Another highlight is Jordan’s friendship with Mike. While Mike serves as comic relief throughout the book, the conflicts that arise in Jordan and Mike’s friendship will likely be relatable to readers who are themselves wrestling with how to handle disagreements with friends.
Since it is a middle grade book, the prose can occasionally seem a bit simplistic or flat. Additionally, I would have been interested in exploring existing relations between Jordan and other characters of color — the non-Koreans whom he meets on his journey are strangers whose presence does not extend beyond their interactions the night of the riots. However, since this book does take place in a single night, I recognize that such interactions may have been outside of the scope of the story.
Overall, Troublemaker tells an engaging coming-of-age story with complex characters and relationships. It also introduces middle-grade readers to complex social topics such as systemic racism, immigrant family dynamics, and police violence with nuance and sensitivity.
Deborah Jung is an intern with Teaching for Change for Summer 2023. She is a rising senior at Dartmouth College, where she is majoring in sociology and minoring in history.
See another review of Troublemaker here.
Troublemaker by John Cho
on March 7, 2023
Genres: Asian American
Reading Level: Grades 6-8
Review Source: Teaching for Change
Also by this author: Troublemaker
Publisher's Synopsis: An instant New York Times bestselller! An Indiebound bestseller! An Asian/Pacific American Award for Literature Honor Book!

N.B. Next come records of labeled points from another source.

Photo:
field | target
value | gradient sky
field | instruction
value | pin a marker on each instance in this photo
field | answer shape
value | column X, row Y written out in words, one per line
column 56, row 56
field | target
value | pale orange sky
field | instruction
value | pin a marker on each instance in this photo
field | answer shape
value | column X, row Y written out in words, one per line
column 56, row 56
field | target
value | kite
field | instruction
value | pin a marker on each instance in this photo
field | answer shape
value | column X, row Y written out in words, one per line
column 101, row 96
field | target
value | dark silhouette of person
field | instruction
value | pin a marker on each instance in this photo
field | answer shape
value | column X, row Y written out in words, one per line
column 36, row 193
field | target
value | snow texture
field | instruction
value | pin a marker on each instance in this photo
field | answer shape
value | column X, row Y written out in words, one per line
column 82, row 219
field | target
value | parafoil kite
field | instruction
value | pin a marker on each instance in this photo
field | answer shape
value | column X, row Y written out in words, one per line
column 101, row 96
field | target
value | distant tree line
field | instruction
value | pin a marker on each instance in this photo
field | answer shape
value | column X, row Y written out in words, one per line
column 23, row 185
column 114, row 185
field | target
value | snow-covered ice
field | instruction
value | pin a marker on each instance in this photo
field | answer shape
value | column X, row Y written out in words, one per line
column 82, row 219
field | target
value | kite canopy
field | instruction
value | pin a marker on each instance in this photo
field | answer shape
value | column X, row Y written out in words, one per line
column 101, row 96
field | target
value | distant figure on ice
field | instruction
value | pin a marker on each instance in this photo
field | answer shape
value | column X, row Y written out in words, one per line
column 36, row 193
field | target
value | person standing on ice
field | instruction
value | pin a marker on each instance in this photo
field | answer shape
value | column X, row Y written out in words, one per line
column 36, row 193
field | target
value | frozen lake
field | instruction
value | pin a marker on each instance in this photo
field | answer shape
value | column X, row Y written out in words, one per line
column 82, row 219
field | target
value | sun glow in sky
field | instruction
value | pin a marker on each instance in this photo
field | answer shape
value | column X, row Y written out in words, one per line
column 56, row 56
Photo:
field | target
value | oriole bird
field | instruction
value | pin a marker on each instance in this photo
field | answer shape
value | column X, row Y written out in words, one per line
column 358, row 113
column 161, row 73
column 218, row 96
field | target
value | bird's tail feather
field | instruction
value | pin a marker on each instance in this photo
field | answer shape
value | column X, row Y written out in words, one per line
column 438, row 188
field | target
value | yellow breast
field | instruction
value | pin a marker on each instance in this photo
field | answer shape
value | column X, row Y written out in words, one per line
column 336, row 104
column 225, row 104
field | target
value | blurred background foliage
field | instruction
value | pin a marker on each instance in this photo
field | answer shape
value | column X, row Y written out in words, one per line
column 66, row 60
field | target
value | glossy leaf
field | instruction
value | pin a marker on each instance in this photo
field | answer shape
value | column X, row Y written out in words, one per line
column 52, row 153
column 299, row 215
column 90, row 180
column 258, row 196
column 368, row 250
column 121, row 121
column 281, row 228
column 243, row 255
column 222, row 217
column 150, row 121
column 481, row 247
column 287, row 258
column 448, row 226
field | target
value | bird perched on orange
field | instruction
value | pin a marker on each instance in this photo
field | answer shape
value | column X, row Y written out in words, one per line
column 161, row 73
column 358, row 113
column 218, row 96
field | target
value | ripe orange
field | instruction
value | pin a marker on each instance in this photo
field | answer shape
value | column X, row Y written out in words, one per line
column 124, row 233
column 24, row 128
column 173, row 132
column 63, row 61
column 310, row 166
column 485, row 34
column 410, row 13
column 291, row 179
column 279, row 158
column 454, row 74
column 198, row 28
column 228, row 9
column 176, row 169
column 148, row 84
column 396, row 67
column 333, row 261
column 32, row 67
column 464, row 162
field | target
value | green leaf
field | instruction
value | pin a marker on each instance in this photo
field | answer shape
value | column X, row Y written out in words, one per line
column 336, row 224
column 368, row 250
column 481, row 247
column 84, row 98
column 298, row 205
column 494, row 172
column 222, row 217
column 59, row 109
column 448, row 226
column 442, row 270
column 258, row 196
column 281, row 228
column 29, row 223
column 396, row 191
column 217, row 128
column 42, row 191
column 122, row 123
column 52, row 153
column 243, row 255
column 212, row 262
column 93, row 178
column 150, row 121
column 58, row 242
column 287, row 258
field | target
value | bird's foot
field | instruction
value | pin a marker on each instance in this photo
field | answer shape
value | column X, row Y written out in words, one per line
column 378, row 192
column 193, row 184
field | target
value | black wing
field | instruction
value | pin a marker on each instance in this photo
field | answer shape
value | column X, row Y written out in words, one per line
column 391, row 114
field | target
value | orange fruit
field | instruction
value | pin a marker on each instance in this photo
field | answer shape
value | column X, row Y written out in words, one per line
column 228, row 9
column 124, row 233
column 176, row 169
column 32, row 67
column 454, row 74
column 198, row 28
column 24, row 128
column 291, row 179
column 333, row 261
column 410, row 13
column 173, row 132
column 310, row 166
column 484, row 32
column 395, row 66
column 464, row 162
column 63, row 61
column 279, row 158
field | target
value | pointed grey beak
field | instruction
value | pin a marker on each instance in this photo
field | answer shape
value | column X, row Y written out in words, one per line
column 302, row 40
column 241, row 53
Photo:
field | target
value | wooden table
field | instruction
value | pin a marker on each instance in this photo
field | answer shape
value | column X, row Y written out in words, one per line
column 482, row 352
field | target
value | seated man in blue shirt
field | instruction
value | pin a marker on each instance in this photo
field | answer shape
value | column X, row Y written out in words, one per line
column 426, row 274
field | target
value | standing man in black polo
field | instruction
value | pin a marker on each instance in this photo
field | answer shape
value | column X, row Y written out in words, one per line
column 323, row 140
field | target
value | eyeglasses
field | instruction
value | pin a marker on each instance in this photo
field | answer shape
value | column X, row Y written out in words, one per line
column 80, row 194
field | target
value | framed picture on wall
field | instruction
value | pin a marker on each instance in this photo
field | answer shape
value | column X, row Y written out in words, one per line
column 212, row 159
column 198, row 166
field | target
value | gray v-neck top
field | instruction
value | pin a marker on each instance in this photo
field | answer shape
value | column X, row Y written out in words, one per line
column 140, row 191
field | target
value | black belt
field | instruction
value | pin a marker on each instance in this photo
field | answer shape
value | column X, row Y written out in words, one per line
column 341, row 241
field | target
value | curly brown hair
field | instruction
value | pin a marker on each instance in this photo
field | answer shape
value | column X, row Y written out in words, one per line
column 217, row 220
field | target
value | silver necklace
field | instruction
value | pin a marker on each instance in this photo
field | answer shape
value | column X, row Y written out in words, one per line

Troublemaker follows the events of the LA Riots through the eyes of 12-year-old Jordan as he navigates school and family. This book will highlight the unique Korean American perspective.
Twelve-year-old Jordan feels like he can't live up to the example his older sister set, or his parent's expectations. When he returns home from school one day hoping to hide his suspension, Los Angeles has reached a turning point. In the wake of the acquittal of the police officers filmed beating Rodney King, as well as the shooting of a young black teen, Latasha Harlins, by a Korean store owner, the country is at the precipice of confronting its racist past and present.
As tensions escalate, Jordan's father leaves to check on the family store, spurring Jordan and his friends to embark on a dangerous journey to come to his aide, and come to terms with the racism within and affecting their community.